5. On p. 254, the authors recommend instantiating a single database connection in global.asax and making it available for each user connection by setting a session variable in the Session_Start event handler. Supposedly, this design "conserves resources and makes it easier to maintain connection and adapter settings...." In fact, what this will do is make your web site scale miserably because every single user will have to wait in line while the others take turns sharing that single connection. **I cannot emphasize enough how bad this design is.**

Windows servers have built in connection-pooling capabilities that do a great job of conserving resources while providing good scalability. Just instantiate a new connection for every database operation, and allow the Windows infrastructure to do its magic behind the scenes. And if you're smart, you'll do this in a class (or classes) in a distinctive logical tier that most designers call the data access layer. However, the three-tier (later n-tier) design revolution that swept through the Windows software world starting about 6 years ago seems to have completely escaped the notice of our authors.

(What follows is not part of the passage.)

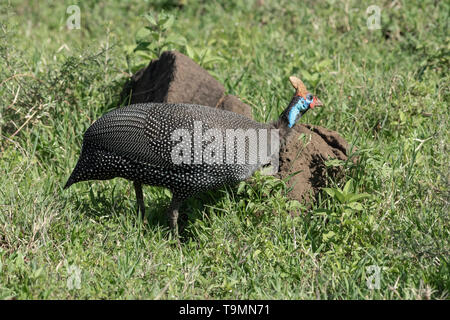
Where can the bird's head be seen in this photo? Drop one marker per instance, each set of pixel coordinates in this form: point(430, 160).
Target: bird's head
point(302, 101)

6. On p. 261, the authors use a typed dataset with a type name of dsContacts. They also have a member variable with the name of dsContacts. Does anyone else see the potential for confusion here?

7. On p. 385, the authors recommend using user name as the primary key for a user table. The problems this database design will cause are severe.

* When the second "John Smith" or "Mary Jones" tries to access your system, you'll get a database error. The only workaround is to get John or Mary to use a different name. Yeah, right.

* Using a long string as a foreign key on other tables that reference the user table leads to inefficient space utilization and terrible performance when you do joins.

Anybody who knows anything about database design knows that you set up some kind of guaranteed unique key, such as an auto-increment integer, and make name an attribute of the user.

8. The authors fail to note that if session state uses the sqlserver mode, session state will survive a reset when web.config is changed, so users will not be adversely affected.

9. On p. 408, the authors ignore the security implications of causing an authentication cookie to be written to a user's hard drive. This is a recipe for disaster for users who are accessing a web app from a public location (library, kiosk, Kinko's, etc.) because subsequent users will have access to their credentials by virtue of the authentication cookie already on the hard drive. Do your users a favor and set the createPersistentCookie parameter to false when you call RedirectFromLoginPage().

I could write a much lengthier list of "really dumb coding ideas" to accompany this list of really dumb design ideas, but space does not permit. So let me conclude by stating what should by now be obvious: if you have extensive experience with object-oriented web programming in a multi-tier design paradigm, but simply lack exposure to ASP.NET syntax, you can probably find something useful in this book. Otherwise, stay away!